Plus tardivement, nous avons des bœufs et des porcs. Ils ne sont pas de la taille de ceux de nos jours : certains musées d’histoire naturelle nous en proposent des reconstituions, ils nous paraissent chétifs.
Il y a plusieurs espèces de bœufs qui sont les fruits de sélection locale. Le bœuf est petit, trapu avec des cornes et des membres courts. Il ressemble le plus à une race qui existe encore dans le Maghreb, la race brune de l’Atlas. Le volume de viande d’un bœuf reste supérieur au mouton.
Au début, on ne parle pas de porcs mais de suidés. Il est difficile de distinguer avec les restes osseux un sanglier d’un cochon ! Ils sont de petite taille.
Après la domestication, l’homme effectuera la sélection pour favoriser un troupeau répondant le mieux à ses besoins. Cette activité de sélection, fruit de l’observation, s’effectue dans la longue durée.
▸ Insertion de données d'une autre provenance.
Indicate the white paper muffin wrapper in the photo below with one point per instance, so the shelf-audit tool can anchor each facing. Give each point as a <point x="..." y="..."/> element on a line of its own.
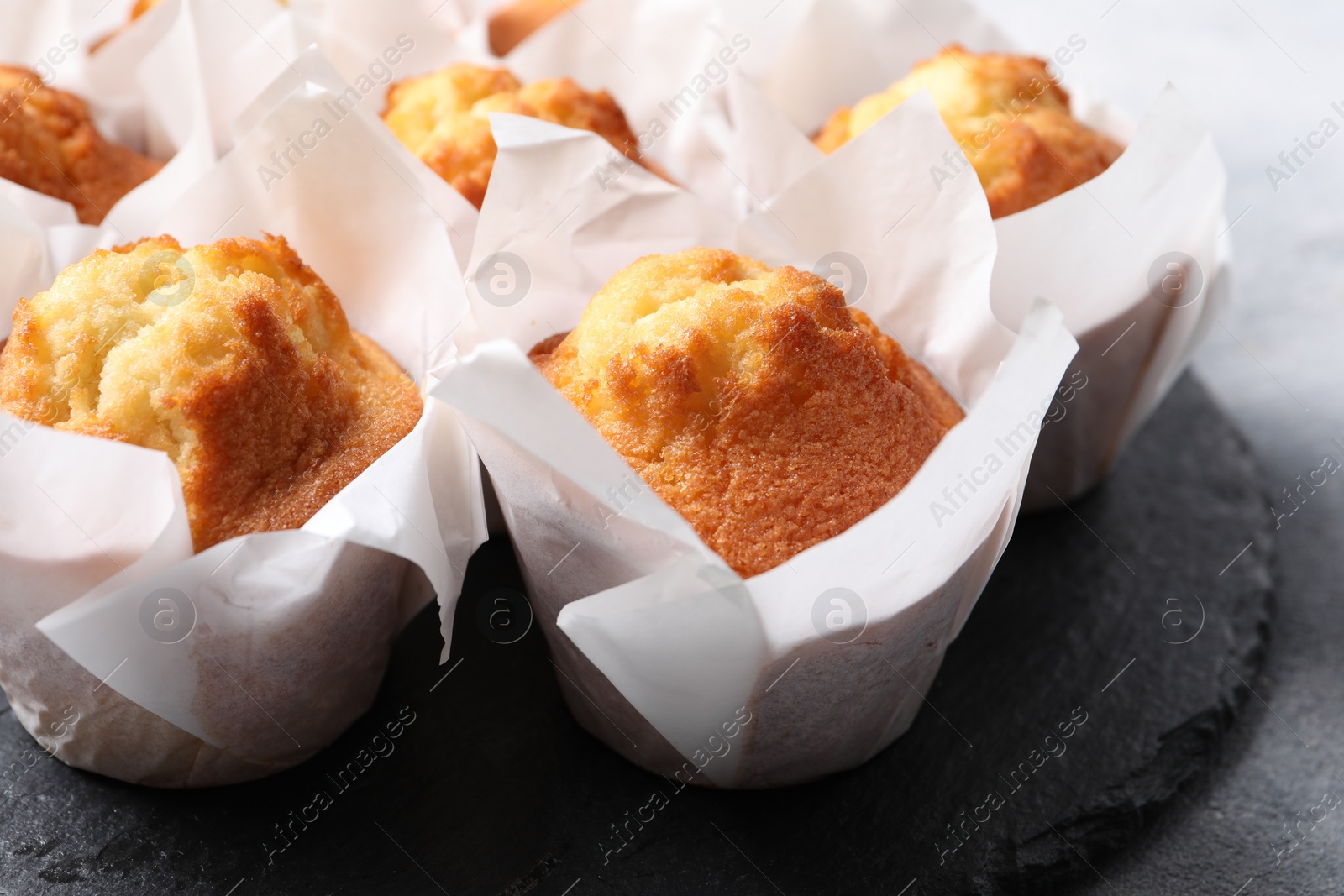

Le cheval n’arrivera qu’en dernier dans la nouvelle chaîne alimentaire, en 3 000 avant Jésus-Christ.
Une dent d’équidé a été trouvée dans l’ossuaire. Pourquoi dit-on équidé et non cheval ? Nous ne savons pas si le détenteur de la dent était plus un cheval ou plus un âne. Au début, c’est sa viande qui intéresse l’homme. Il faudra attendre l’âge du bronze (2 000 ans av. J.-C.) pour que le cheval ou du moins ce qui le représente serve aux travaux agricoles. C’est à l’âge du fer (1 000 av. J.-C.) qu’il servira de monture.
Ces animaux constituent le deux tiers du régime carné de l’homme du néolithique. Le tiers restant provient encore de la chasse au cerf, chevreuil, sanglier, castor, lapin et lièvre. L’analyse des ossements abandonnés autour des feux permet d’être aussi précis sur les menus de ce temps.
Leurs peaux sont utilisées. Nous le savons non par les rares peaux qu’on trouve à proximité des zones lacustres mais par les outils comme les racloirs ou grattoirs, en grand nombre, qui témoignent de cette activité.

La domestication permet un complément alimentaire important : le lait. De nombreuses faisselles découvertes au début du néolithique attestent qu’il y avait la maîtrise de la fabrication du fromage. Il était produit à partir du lait de chèvre, de brebis et de vache. Lorsqu’on parle de faisselles, il faut penser au développement de la céramique.

Les principales cueillettes de fruit proviennent de la nature qui offre ces produits et ne sont pas encore les résultats d’une production recherchée. Glands, noisettes, prunelles, châtaignes, noix, olives, mûres, framboises et airelles sont les fruits saisonniers qui alimentent nos premiers habitants saint-gervaisiens. Les fruits appréciés de nos communautés du néolithique sont la pomme, la prune et la poire n’arriveront que beaucoup plus tard. Comme légumes, la carotte, le chou et l’ansérine[1] sont produits. De l’Orient ou de l’Afrique arriveront vers la fin du néolithique les fèves, les pois et les lentilles. Une question préoccupe les spécialistes est de savoir si les lentilles ont été mises en culture avec des plantes provenant d’ailleurs ou avec des plantes sauvages d’un lieu et sélectionnées pour leur production.  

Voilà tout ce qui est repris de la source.